Dezeray Marie Roblero-Barrios v. Lucinda Jesson, Commissioner of Human Services

CourtCourt of Appeals of Minnesota
DecidedJuly 14, 2014
DocketA14-102
StatusUnpublished

This text of Dezeray Marie Roblero-Barrios v. Lucinda Jesson, Commissioner of Human Services (Dezeray Marie Roblero-Barrios v. Lucinda Jesson, Commissioner of Human Services) is published on Counsel Stack Legal Research, covering Court of Appeals of Minnesota primary law.
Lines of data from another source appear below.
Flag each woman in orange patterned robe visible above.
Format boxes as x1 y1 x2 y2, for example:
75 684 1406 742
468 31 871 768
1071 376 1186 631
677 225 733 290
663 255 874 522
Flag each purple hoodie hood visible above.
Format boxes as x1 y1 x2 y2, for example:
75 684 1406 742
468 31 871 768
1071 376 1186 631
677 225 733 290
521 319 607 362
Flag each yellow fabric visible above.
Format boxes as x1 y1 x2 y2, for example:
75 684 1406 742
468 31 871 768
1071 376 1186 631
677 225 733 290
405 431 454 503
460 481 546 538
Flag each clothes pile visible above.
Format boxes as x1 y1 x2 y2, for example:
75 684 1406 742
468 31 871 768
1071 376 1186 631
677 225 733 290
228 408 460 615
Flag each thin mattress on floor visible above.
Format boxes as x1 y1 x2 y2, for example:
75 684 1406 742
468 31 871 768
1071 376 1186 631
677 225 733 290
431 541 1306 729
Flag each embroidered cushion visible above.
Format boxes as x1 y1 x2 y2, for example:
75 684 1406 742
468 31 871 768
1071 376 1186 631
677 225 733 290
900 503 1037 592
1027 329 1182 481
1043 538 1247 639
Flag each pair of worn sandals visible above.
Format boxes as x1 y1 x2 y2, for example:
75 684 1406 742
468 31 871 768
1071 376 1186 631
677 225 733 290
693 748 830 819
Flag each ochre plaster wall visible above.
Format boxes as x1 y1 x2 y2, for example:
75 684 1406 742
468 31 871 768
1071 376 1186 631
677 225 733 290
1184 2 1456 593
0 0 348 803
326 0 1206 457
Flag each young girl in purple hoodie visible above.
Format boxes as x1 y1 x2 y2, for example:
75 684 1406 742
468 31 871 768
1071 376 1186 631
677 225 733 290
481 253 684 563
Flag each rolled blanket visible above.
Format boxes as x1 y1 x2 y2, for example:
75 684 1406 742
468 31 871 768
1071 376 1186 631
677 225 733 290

Counsel Stack provides free access to over 12 million legal documents including statutes, case law, regulations, and constitutions.

Bluebook
Dezeray Marie Roblero-Barrios v. Lucinda Jesson, Commissioner of Human Services, (Mich. Ct. App. 2014).

Opinion

This opinion will be unpublished and may not be cited except as provided by Minn. Stat. § 480A.08, subd. 3 (2012).

STATE OF MINNESOTA IN COURT OF APPEALS A14-0102

Dezeray Marie Roblero-Barrios, Appellant,

vs.

Lucinda Jesson, Commissioner of Human Services, Respondent.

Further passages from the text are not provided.